FOCAL CLEAR MG REVIEW: VERDICT
I don't have any major gripes with the Focal Clear MG. The price is undeniably exorbitant, but as I noted earlier, it's in line with comparable audiophile headphones and appears very affordable when compared to some of Focal's even more expensive alternatives. The cables maybe a little longer. That could be handy...
Otherwise, I've found them to be magnificent. They're headphones that allow you to revel in sound, packed detail, and definition in waves when paired with a suitable high-quality audio source, DAC, and/or amp. And they're both comfy and stylish while doing it. Only a few headphones make it so easy to lose yourself in your music.
Also Read: Sony WF-1000XM4 TWS Earbuds with Active Noise Cancellation...
FOCAL CLEAR MG REVIEW: ALSO CONSIDER
The main opponent here is Sennheiser's HD 800 S, which are widely regarded as being about as neutral as headphones can get while offering all of the same benefits of impact, detail, and realistic sound reproduction as the Focal Clear MG. They're nowhere near as attractive as the Clear MG. Really, you can't go wrong with either of these — I'd go with the more stylish and little warmer Focal's, but that's just my preference.

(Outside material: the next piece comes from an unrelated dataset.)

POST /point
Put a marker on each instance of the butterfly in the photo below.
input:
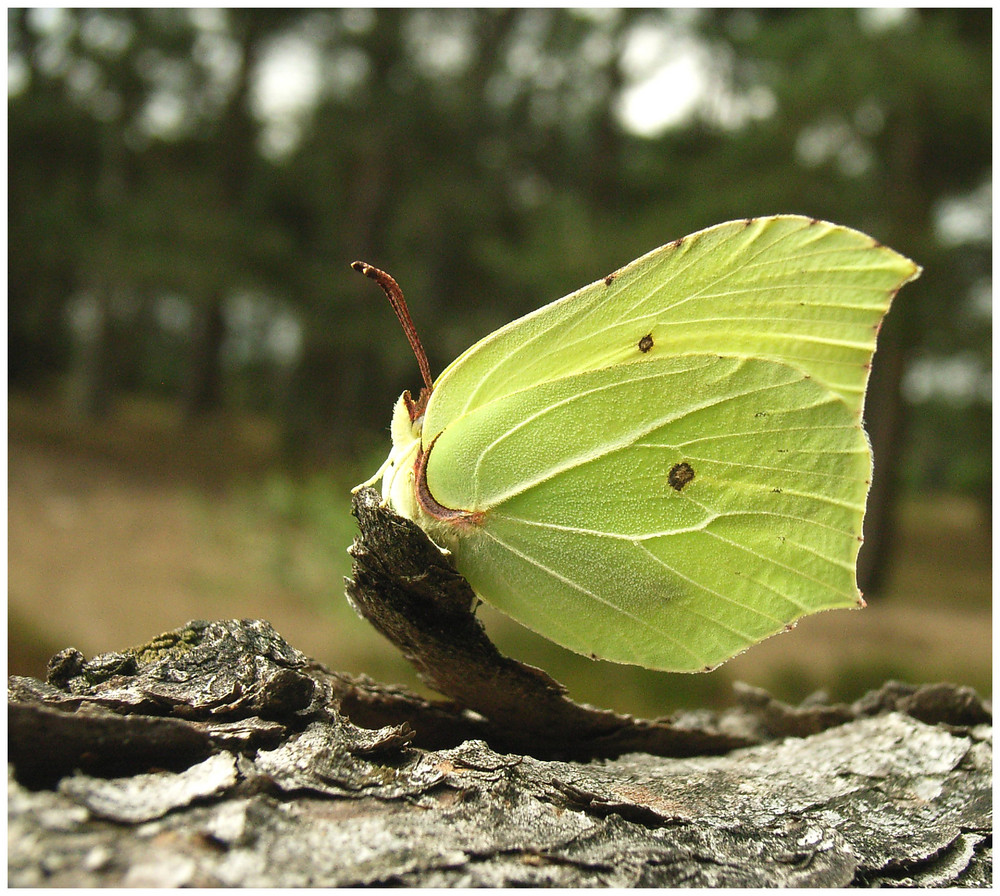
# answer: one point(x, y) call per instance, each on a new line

The Grado SR325e is our more affordable open-back headphones of choice if you want this kind of audio experience but at a lower price. Their design is more "practical" than anything else (though they look rather lovely as a result), but their audio quality is exceptional for the price. Given the price difference, it's shockingly similar to what you get from the Clear MG, albeit the extra expense does offer you a notable step up. They're also not as comfy as the Clear MG, though a new version – the SR325x – is on the way, with a more comfortable headband.
The Focal Clear MG headphones provide simply amazing audio quality as well as a comfortable design for extended listening. They can even be driven by portable devices, although they perform best with a great hi-fi setup.